About a year out from the presidential election, the Republican Party is in the midst of an ideological identity crisis. Its leading candidates — good men all — have adopted what one analyst calls “a baseline conservatism,” fearful that policy innovation or outreach to nontraditional groups will be viewed with suspicion by the party’s anti-government base. In debates and forums, Republican candidates talk endlessly of budget restraint, but spare few words for racial reconciliation, the problems of addiction or at-risk youth, or the economic prospects of the poor.

The Republican political season began with a call for the return of Reaganism. But the party, it seems, has managed to turn the clock back only to the mid-1990s, when leaders such as Dick Armey and Phil Gramm set its tone. Mr. Armey, you’ll remember, declared Medicare “a program I would have no part of in a free world.” When Republicans forced a shutdown of the federal government in 1995, Mr. Gramm appeared on television saying, “Have you missed the government? Doesn’t it strike you as funny that … large sections of the government are shut down?”

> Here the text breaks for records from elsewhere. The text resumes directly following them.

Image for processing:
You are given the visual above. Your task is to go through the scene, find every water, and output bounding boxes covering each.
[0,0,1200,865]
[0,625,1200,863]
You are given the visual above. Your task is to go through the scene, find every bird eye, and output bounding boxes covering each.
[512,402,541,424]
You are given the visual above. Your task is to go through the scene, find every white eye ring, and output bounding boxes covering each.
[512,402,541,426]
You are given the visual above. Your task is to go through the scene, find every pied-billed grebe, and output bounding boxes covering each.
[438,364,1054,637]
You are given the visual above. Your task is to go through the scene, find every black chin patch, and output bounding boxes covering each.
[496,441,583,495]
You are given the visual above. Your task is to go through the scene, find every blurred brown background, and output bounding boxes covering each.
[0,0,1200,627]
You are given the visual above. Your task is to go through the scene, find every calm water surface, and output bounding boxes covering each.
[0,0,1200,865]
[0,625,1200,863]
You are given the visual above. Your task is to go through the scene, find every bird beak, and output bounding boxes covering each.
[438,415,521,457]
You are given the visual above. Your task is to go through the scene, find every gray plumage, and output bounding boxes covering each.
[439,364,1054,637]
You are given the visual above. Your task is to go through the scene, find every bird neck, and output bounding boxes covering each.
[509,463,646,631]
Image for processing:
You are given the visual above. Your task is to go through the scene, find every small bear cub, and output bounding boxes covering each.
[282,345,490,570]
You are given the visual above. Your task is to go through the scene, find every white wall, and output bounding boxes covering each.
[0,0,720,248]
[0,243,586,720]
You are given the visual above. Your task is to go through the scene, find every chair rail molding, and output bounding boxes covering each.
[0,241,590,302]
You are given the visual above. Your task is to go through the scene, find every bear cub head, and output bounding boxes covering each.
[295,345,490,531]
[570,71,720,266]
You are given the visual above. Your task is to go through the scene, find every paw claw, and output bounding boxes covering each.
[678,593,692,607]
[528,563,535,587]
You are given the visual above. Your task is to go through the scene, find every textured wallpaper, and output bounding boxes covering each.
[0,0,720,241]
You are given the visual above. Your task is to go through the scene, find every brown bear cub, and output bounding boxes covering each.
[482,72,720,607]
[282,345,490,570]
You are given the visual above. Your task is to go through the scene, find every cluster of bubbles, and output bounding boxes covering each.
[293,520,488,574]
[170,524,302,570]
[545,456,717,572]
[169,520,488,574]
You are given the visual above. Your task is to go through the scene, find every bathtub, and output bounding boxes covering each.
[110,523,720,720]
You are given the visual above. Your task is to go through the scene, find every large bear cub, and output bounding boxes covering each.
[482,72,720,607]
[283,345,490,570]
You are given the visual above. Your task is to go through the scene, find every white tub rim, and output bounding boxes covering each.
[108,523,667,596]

It did not, in fact, strike most Americans as funny that parks were closed, Medicare claims were not processed, and federal workers were not paid. A belief in limited government — which all conservatives share — became an unbalanced hostility to government itself. And this anti-government extremism allowed President Clinton — even when politically wounded — to outmaneuver Republican leaders at every turn.

Anti-government conservatives, once again, seem intent on leaving out some of the best elements of the conservative tradition. They have posed a false choice. On one side, they assert, is liberal statism, the accumulation of coercive governmental power. On the other side, they argue, is the philosophy of freedom, reduced to a single principle of unrestricted individual economic choice.

There are, in fact, two belief systems contending for the soul of the Republican Party, but one is not liberalism. The two intellectually vital movements within the Republican Party today are libertarianism and Roman Catholic social thought — a teaching that has influenced many non-Catholics, including myself.

The difference between these two visions is considerable. Various forms of libertarianism and anti-government conservatism share a belief that justice is defined by the imposition of impartial rules — free markets and the rule of law. If everyone is treated fairly and equally, the state has done its job. But Catholic social thought takes a large step beyond that view. While it affirms the principle of limited government — asserting the existence of a world of families, congregations, and community institutions where government should rarely tread — it also asserts that the justice of society is measured by its treatment of the helpless and poor. And this creates a positive obligation to order society in a way that protects and benefits the powerless and suffering.

This obligation to protect has never, in Jewish and Christian teaching, been purely private. Hebrew law made a special provision for the destitute — requiring a portion of harvested crops to be left in the field so they could be gathered by the poor. The Hebrew prophets raucously confronted the political and economic exploitation of the weak.

There is a significant portion of the Republican Party and the American public more influenced by the social teachings of the Jewish and Christian traditions than by the doctrines of Friedrich Hayek and Ludwig von Mises. Religious conservatives, broadly defined, prefer free market methods. But they believe that the goal directing all our methods must be the common good.

There are good political reasons for this approach. Presidential candidates — unlike members of Congress from gerrymandered districts in which nearly everyone looks and thinks like themselves — must appeal broadly. No presidential aspirant can win without a message of solidarity, a vision of justice and hope that includes the whole country. A Republican Party that does not offer a robust agenda on health care, education reform, climate change, and economic empowerment will fade into irrelevance.

But the moral stakes are even higher. What does a narrow, anti-government conservatism have to offer to urban neighborhoods where violence is common and intact families are rare? Very little. What hope does it provide to children in foreign lands dying of diseases that can be treated or prevented for the cost of American small change? No hope. What achievement would it contribute to the racial healing and unity of our country? No achievement at all.

As the Republican candidates attempt to prove themselves the exemplars of conservatism, they should consider what that philosophy can mean: the application of conservative and free market ideas to the task of helping everyone.